2017-12-07 15:29:05.820708: I tensorflow/core/platform/cpu_feature_guard.cc:137] Your CPU supports instructions that this TensorFlow binary was not compiled to use: SSE4.1 SSE4.2 AVX AVX2 FMA
producing data/miniImagenet/val/n01855672/n0185567200001000.jpg
2017-12-07 15:29:06.009141: W tensorflow/core/framework/op_kernel.cc:1192] Unimplemented: Unsupported object type str
2017-12-07 15:29:06.009215: W tensorflow/core/framework/op_kernel.cc:1192] Unimplemented: Unsupported object type str
[[Node: PyFunc = PyFunc[Tin=[DT_INT64], Tout=[DT_STRING], token="pyfunc_1"](arg0)]]
Traceback (most recent call last):
File "/Users/me/.tox/tf2/lib/python3.5/site-packages/tensorflow/python/client/session.py", line 1323, in _do_call
return fn(*args)
File "/Users/me/.tox/tf2/lib/python3.5/site-packages/tensorflow/python/client/session.py", line 1302, in _run_fn
status, run_metadata)
File "/Users/me/.tox/tf2/lib/python3.5/site-packages/tensorflow/python/framework/errors_impl.py", line 473, in __exit__
tensorflow.python.framework.errors_impl.UnimplementedError: Unsupported object type str
[[Node: PyFunc = PyFunc[Tin=[DT_INT64], Tout=[DT_STRING], token="pyfunc_1"](arg0)]]
[[Node: IteratorGetNext = IteratorGetNext[output_shapes=[[?,21168]], output_types=[DT_FLOAT], _device="/job:localhost/replica:0/task:0/device:CPU:0"](OneShotIterator)]]
测试代码如下所示.它可以与 from_tensor_slices
一起正常工作,或者首先将文件名列表放入张量中.但是,任何一种解决方法都会耗尽 GPU 内存.
The test codes are shown below.
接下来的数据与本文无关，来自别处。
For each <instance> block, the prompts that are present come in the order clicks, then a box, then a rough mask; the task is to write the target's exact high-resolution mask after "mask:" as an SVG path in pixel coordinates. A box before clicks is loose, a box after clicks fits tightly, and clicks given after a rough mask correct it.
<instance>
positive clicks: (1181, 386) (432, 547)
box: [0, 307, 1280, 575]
It can work correctly with from_tensor_slices
or by first putting the the file name list in a tensor. however, either work around would exhaust GPU memory.
import tensorflow as tf
if __name__ == "__main__":
file_names = ['data/miniImagenet/val/n01855672/n0185567200001000.jpg',
# note: converting the file list to tensor and returning an index from generator works
# path_to_indexes = {p: i for i, p in enumerate(file_names)}
# file_names_tensor = tf.convert_to_tensor(file_names)
def dataset_producer():
for s in file_names:
print('producing', s)
yield s
dataset = tf.data.Dataset.from_generator(dataset_producer, output_types=(tf.string),
# note: this would also work
# dataset = tf.data.Dataset.from_tensor_slices(tf.convert_to_tensor(file_names))
def read_image(filename):
# filename = file_names_tensor[filename_index]
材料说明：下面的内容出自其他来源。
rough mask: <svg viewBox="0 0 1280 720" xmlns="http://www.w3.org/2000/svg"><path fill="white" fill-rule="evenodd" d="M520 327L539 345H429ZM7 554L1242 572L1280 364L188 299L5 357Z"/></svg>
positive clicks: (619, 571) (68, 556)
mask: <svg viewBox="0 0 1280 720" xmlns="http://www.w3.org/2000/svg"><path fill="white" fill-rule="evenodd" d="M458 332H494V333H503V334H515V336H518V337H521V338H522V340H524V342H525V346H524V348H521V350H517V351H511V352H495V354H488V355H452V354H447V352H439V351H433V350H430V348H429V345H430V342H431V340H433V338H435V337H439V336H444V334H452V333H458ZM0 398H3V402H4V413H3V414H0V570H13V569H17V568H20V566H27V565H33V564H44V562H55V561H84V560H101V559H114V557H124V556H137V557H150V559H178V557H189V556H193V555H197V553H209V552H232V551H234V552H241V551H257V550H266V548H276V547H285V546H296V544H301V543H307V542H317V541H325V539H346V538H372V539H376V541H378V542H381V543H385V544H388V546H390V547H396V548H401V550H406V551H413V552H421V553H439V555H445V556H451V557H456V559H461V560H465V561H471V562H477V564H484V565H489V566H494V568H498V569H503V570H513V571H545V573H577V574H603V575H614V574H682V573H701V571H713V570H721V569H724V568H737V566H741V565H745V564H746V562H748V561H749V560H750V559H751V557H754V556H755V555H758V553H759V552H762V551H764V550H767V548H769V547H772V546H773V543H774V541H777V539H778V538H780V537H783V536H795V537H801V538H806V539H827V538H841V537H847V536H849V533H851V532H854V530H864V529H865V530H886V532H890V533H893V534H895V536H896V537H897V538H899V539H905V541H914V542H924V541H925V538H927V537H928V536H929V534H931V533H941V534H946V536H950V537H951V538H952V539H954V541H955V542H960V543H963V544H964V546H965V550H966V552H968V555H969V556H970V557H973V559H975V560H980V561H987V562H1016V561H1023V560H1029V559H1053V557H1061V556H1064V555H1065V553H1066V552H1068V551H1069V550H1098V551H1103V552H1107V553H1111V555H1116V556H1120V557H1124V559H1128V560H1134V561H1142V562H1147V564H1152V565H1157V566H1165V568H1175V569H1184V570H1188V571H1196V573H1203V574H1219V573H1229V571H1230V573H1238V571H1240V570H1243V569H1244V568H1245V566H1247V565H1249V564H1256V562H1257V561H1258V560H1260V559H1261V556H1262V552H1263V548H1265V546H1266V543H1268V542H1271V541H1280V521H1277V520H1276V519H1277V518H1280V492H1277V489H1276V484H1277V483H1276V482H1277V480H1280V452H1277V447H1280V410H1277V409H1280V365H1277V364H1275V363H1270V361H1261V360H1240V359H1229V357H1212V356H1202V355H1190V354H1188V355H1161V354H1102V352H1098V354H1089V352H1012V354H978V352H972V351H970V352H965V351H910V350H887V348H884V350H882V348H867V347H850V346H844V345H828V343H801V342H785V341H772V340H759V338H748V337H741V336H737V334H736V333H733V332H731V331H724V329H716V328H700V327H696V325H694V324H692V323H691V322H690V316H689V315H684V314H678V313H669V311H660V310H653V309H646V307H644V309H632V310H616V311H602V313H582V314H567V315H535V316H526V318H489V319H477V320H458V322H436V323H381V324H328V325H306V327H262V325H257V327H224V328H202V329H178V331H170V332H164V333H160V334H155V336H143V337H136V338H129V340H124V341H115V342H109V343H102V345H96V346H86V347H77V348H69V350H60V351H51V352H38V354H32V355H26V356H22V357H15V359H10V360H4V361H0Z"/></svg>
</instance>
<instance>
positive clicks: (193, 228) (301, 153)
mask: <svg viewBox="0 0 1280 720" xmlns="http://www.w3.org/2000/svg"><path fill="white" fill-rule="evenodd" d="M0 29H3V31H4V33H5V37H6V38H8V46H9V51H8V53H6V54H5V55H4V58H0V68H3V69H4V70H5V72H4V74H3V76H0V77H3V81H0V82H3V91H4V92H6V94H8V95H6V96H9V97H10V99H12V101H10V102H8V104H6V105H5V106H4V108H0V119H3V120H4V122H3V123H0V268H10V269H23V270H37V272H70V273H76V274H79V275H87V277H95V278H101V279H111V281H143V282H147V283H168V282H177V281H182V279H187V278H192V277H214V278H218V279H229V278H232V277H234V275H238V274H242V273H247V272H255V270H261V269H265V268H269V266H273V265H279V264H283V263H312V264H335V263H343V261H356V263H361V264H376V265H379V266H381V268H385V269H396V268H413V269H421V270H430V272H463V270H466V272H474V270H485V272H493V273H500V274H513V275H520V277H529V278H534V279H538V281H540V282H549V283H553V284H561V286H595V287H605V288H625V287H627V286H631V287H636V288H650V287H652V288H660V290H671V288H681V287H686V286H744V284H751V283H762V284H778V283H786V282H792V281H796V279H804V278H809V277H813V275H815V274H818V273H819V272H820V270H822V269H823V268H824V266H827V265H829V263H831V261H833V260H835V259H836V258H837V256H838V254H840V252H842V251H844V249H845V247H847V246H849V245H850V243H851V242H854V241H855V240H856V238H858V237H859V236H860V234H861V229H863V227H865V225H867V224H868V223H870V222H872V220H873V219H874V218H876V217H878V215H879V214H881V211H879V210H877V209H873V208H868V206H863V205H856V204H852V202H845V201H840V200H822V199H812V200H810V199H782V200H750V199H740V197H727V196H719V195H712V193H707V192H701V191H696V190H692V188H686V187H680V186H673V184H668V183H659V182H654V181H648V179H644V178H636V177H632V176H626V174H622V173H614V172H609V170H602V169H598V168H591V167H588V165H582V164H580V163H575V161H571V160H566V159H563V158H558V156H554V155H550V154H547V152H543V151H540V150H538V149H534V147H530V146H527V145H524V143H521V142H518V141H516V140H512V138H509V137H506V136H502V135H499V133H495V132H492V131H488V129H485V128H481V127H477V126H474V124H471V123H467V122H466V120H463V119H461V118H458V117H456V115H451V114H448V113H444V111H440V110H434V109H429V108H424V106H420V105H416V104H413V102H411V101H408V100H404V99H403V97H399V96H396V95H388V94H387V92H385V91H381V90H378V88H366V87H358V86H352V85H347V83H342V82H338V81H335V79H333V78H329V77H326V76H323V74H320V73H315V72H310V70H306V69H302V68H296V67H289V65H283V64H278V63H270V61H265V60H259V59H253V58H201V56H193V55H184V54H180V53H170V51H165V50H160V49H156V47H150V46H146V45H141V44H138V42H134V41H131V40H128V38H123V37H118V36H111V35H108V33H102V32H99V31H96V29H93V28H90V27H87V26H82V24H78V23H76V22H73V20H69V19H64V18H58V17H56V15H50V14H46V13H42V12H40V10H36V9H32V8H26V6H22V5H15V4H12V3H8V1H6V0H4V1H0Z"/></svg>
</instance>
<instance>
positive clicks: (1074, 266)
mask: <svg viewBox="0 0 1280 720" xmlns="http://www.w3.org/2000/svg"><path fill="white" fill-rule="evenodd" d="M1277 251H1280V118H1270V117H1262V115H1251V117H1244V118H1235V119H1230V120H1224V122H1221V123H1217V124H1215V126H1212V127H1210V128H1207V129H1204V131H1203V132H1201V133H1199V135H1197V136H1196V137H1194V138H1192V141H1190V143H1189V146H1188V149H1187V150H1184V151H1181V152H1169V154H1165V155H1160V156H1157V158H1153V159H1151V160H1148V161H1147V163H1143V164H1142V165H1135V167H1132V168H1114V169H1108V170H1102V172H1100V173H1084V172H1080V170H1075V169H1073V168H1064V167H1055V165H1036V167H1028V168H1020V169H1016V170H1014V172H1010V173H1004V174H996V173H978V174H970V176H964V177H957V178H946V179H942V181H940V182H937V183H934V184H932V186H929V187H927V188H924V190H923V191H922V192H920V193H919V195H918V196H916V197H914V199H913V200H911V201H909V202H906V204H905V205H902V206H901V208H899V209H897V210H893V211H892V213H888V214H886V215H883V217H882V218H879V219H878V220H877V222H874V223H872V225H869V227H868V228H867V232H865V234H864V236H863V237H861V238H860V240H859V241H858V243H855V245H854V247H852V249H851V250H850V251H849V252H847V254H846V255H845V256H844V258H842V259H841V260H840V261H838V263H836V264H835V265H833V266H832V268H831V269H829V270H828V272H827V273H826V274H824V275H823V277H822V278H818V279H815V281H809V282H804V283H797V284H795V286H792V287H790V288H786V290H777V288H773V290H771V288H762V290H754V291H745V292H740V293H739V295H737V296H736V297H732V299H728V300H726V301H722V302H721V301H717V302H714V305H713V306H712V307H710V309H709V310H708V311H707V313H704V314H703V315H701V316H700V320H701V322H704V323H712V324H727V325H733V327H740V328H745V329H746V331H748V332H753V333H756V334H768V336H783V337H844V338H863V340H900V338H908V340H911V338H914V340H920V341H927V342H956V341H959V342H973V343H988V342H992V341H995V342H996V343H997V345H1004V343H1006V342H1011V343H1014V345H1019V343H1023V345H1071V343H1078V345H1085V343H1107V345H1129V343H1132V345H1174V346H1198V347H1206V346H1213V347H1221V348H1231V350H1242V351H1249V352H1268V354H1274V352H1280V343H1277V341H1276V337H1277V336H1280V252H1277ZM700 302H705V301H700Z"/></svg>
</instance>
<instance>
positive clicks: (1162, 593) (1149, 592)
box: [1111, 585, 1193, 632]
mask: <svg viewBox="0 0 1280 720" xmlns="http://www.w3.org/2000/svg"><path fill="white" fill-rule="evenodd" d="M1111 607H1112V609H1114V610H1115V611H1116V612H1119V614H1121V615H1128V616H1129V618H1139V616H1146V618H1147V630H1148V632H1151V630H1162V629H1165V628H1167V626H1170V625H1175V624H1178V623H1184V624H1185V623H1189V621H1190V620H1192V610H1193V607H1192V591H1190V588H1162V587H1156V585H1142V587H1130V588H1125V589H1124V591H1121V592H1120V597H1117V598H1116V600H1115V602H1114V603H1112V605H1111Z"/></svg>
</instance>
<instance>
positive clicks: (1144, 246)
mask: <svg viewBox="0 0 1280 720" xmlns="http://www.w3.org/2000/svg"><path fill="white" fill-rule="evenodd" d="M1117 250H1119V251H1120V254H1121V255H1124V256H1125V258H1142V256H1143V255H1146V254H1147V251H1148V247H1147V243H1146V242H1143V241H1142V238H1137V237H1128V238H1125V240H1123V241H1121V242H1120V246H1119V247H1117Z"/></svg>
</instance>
image_file = tf.read_file(filename, name='read_file')
image = tf.image.decode_jpeg(image_file, channels=3)
image = tf.reshape(image, [21168])
image = tf.cast(image, tf.float32) / 255.0
return image
dataset = dataset.map(read_image)
dataset = dataset.batch(2)
data_iterator = dataset.make_one_shot_iterator()
images = data_iterator.get_next()
print('images', images)
max_value = tf.argmax(images)
with tf.Session() as session:
result = session.run(max_value)
这是一个影响 Python 3.x 的错误,它是 已修复 TensorFlow 1.4 版本后.TensorFlow 1.5 及以后的所有版本都包含此修复程序.
This is a bug affecting Python 3.x that was fixed after the TensorFlow 1.4 release. All releases of TensorFlow from 1.5 onwards contain the fix.
如果您只是使用早期版本,解决方法是在从生成器返回字符串之前将字符串转换为 bytes
If you just use an earlier version, the workaround is to convert the strings to bytes
before returning them from the generator. The following code should work:
def dataset_producer():
for s in file_names:
print('producing', s)
yield s.encode('utf-8') # Convert `s` to `bytes`.
dataset = tf.data.Dataset.from_generator(dataset_producer, output_types=(tf.string),
这篇关于TensorFlow:`tf.data.Dataset.from_generator()` 不适用于 Python 3.x 上的字符串的文章就介绍到这了,希望我们推荐的答案对大家有所帮助,也希望大家多多支持!